A classic result, due to McDuff and Schlenk, asserts that the function that encodes when a four-dimensional symplectic ellipsoid can be embedded into a four-dimensional ball has a remarkable structure: the function has infinitely many corners, determined by the odd-index Fibonacci numbers, that fit together to form an infinite staircase. The work of McDuff and Schlenk has recently led to considerable interest in understanding when the ellipsoid embedding function for other symplectic 4-manifolds is partly described by an infinite staircase. In this talk we will discuss a general framework for analyzing this question for a large family of targets, and in particular give an obstruction to the existence of an infinite staircase that experimentally seems strong.
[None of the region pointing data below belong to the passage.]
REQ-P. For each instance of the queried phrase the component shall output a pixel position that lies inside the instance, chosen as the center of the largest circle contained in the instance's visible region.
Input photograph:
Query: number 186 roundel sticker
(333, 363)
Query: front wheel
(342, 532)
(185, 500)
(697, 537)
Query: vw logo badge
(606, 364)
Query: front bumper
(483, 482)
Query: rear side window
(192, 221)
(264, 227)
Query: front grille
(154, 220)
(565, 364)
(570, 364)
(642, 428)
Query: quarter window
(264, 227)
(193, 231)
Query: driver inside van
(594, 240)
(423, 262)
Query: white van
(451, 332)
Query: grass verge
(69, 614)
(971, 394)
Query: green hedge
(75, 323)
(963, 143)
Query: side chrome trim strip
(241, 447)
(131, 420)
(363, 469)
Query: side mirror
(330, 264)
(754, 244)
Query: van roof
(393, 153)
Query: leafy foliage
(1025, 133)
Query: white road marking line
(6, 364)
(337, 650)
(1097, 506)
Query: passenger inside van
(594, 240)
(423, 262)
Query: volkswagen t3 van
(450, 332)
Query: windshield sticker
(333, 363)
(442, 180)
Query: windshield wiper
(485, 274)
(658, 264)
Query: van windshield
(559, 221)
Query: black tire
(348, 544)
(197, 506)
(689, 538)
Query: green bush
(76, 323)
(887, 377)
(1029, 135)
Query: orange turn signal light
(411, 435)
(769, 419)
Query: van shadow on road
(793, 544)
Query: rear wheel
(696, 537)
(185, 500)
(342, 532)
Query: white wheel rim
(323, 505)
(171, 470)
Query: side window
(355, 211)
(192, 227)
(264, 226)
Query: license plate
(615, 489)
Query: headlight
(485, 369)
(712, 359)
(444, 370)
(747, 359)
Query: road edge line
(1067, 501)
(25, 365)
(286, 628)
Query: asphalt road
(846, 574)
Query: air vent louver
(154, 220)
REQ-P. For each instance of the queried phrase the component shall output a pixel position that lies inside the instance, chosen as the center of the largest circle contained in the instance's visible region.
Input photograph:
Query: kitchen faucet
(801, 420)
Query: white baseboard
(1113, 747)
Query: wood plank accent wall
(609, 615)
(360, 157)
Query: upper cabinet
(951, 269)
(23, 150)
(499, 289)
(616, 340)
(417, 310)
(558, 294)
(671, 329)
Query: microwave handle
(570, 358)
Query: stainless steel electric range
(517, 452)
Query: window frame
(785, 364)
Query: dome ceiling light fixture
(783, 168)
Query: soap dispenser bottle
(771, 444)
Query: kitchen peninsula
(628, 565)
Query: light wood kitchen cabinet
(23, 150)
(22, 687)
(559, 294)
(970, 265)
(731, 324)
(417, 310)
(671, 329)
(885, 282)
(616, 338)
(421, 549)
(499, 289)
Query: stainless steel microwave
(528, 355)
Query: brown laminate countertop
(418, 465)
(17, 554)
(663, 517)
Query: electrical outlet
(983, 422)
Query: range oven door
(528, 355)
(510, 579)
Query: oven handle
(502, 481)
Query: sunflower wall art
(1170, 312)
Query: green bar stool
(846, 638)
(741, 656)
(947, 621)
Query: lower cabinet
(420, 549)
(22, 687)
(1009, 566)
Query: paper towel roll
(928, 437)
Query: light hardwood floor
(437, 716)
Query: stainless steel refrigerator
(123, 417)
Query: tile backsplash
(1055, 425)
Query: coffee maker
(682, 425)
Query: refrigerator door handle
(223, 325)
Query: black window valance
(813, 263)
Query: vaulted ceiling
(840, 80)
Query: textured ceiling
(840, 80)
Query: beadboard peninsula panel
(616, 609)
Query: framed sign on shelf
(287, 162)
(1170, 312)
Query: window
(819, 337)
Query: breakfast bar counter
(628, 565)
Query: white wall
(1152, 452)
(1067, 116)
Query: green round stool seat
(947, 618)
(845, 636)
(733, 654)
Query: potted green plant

We will then look at the special case of rational convex toric domains / closed symplectic toric manifolds, for which we prove the existence of six families of targets with infinite staircases that are distinguished by the fact that their moment polygon is reflexive. The proof uses, among other tools, almost toric fibrations -- see also the second of the ellipsoid day talks. Finally, we conjecture that these six families constitute a complete answer to the question of existence of infinite staircase. This conjecture has been verified in the case when the target is an ellipsoid -- see the third of the ellipsoid day talks. This is based on joint work of Dan Cristofaro-Gardiner, Tara Holm, Alessia Mandini, and Ana Rita Pires.